The students have recently studied the Underground Railroad and how log cabin quilts were used to communicate during the Civil War.

Lessons about the history of quilting are recorded and refined by the students in their notebooks. Suzy Metcalf answered this question: "Why is quilting useful to Amish?"

"I think quilting is useful to Amish because most Amish families do not have a heated house in the winter. The quilts can be used for warmth. The Amish make quilts by hand sewing or using treadle machines. Mostly, women do the sewing, while the men are doing the other chores. The Amish either walk to get fabric or they ride in a horse-drawn wagon. Hopefully, I will not be Amish because I am not very patient. It would probably take a long time to sew a quilt if you were Amish."
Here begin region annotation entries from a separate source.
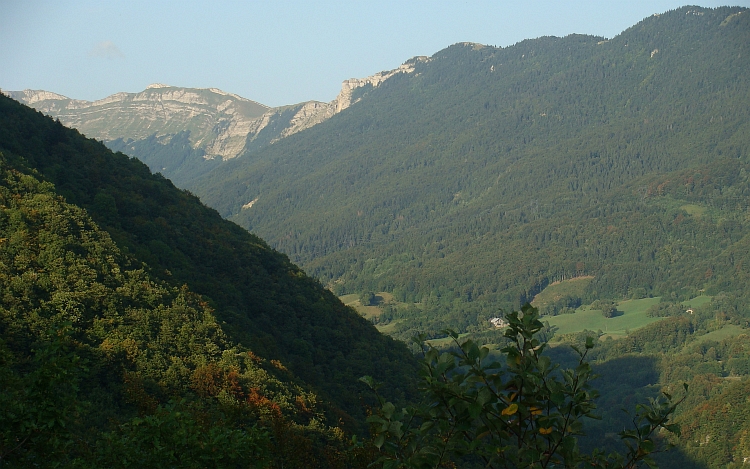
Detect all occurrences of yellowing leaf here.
[501,404,518,415]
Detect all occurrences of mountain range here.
[0,6,750,467]
[8,57,424,187]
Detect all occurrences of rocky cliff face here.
[9,84,270,159]
[6,57,429,186]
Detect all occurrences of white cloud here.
[89,41,125,59]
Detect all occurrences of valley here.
[0,7,750,469]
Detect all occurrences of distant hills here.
[189,7,750,335]
[11,7,750,337]
[7,58,423,186]
[0,96,416,456]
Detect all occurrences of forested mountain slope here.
[0,96,416,432]
[190,7,750,336]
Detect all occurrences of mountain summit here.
[8,57,426,186]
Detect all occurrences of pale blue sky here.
[0,0,750,106]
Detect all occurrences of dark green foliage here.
[105,130,221,187]
[367,305,680,468]
[0,93,416,426]
[0,159,356,467]
[190,7,750,337]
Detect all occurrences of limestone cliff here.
[6,57,429,183]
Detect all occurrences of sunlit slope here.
[191,7,750,320]
[0,97,415,420]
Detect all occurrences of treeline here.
[0,93,424,444]
[192,7,750,336]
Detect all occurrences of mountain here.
[0,96,416,448]
[188,7,750,337]
[8,58,423,187]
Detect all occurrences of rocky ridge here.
[6,57,428,164]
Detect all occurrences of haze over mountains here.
[8,58,420,186]
[10,7,750,334]
[0,7,750,467]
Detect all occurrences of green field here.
[531,276,594,309]
[542,297,660,338]
[690,322,750,345]
[682,296,713,308]
[339,292,400,318]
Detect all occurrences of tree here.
[363,304,679,469]
[359,291,375,306]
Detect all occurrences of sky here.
[0,0,750,106]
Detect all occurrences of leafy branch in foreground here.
[362,304,687,469]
Molly Metcalf answered the following question: "Why is it useful to slaves who are running away?"

"Quilts sometimes can be signs of safe houses. Why? Because if there is a log cabin pattern on the quilt it means it is a safe house. The block is the middle has to be black. Why? Because if it is purple, (or any other color than black), slaves will not go there."

Reneah Arndt answered this question: "Why is quilting a good source of learning?"

"Quilting is a good source of learning because it is good to know in the future.

I am learning to paper piece, to appliqué and (do) regular piecing and I can teach my little friends to quilt. Quilting is also a good source of learning to be prepared for situations like becoming homeless."

As the students, grin and giggle there is no question along with learning many life lessons, they have fun in the process.

"I love it," said Reneah Arndt, about quilting school. "It is hard work but in the end you have a beautiful quilt."

Gray, hopes each of them will take real life skills from her class that will give them self-confidence and the knowledge that they are each uniquely different.

"I love it and I think is suits my personality," said Molly Metcalf, the youngest of the trio. "I get to pick out the fabric, I love to draw so I like it a lot."